At the annual meeting of the Indigenous Bar Association (IBA) on Oct. 19, 2001, Elmer Derrick, a respected Gitxsan negotiator, said the Crown was “incshasw”. More “incshasw”, in fact, than the dumbest dog around.

“Incshasw is the term we apply to beings that cannot learn."

Derrick, who played a role in the Delgamuukw case for his people, said "the Crown continues to be smug with its mandates on treaty matters," Derrick said.

The forum discussion was focused on Canada's Comprehensive Claims Policy, which members of the IBA believed was out of date and which was ignoring the past 15 years of the law's evolution.

Dave Nahwegahbow, the president of the Indigenous Bar Association, said the government was intentionally ignoring the law to further its political agenda and continue the exclusion of Native people from the mainstream.

"You need to look at what the interests are," he said. "You know the old saying, 'Follow the money.' Until you understand what the interests are, you're not going to persuade the government to change the policy."

Nahwegahbow said old "ethnocentric" attitudes towards Native people, based on outdated and discredited ideas, still persist in the minds of people who work for the establishment. Those attitudes allow sound legal and political arguments put forward by Native people to be ignored, something that wouldn't be tolerated in any other area of Canadian society.

"I say ethnocentric but I really mean racist. Nobody wants to use that word in Canada. But the fact is that's what it is. And it's linked to the old notion of terra nullius and it's ingrained and institutionalized. You just can't change it that easily," he said.

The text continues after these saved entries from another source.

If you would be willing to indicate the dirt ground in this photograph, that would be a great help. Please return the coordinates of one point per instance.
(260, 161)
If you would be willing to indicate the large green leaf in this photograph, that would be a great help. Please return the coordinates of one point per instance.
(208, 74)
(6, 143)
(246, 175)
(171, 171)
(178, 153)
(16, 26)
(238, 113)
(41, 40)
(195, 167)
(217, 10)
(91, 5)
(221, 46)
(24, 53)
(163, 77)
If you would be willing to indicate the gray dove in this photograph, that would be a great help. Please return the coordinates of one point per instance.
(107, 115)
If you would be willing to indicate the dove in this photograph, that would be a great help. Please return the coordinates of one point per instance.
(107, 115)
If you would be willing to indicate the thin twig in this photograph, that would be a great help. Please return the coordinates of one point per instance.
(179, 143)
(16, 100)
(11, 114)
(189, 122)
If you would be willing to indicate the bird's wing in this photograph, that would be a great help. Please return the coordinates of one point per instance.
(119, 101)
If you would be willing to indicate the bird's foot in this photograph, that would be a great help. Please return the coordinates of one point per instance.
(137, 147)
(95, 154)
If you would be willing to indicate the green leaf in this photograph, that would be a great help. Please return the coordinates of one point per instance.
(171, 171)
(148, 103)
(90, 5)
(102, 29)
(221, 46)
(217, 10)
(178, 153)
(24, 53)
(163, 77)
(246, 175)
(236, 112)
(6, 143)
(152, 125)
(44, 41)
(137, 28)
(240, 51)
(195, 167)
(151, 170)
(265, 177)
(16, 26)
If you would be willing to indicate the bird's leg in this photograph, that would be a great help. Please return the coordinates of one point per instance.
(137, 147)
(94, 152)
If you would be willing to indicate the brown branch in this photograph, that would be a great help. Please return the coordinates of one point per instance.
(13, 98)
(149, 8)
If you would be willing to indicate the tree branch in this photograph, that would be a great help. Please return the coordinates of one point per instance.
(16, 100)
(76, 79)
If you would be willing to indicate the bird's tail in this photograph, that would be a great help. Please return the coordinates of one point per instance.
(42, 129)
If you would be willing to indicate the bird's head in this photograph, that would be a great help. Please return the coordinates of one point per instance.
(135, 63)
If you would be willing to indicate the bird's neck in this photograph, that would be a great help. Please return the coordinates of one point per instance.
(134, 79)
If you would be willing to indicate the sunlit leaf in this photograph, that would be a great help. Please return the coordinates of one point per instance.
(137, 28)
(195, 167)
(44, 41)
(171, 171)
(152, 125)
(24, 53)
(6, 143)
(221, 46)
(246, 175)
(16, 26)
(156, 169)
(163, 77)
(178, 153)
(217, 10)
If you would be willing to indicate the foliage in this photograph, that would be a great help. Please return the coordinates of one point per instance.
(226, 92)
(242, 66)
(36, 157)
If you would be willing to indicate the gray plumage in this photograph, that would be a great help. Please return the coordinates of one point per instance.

Terra nullius is a Latin term that means, "empty land." It represents a doctrine used as legal justification for colonial powers to claim occupied land. In modern times it is seen as a fiction or false doctrine by most legal scholars.

Nahwegahbow seemed to like the Gitxsan term.

"In Australia, with the Mabo decision, the court explicitly rejected the concept of terra nullius. In the Delgamuukw decision they came up with this notion of reconciliation, all as a way of trying intellectually to address this fabrication.

“In the Mabo case, it wasn't completely effective because the public didn't buy it; politics didn't buy it. And it's the same thing with Delgamuukw. The court said we all live together here. We've got to find a way of reconciling. Yet the federal government is still not attempting to reconcile. You just can't … I'm trying to talk some sense to them and ... it's even worse than talking to a dumb dog. You may as well be talking to a piece of wood. It's so frustrating," he said.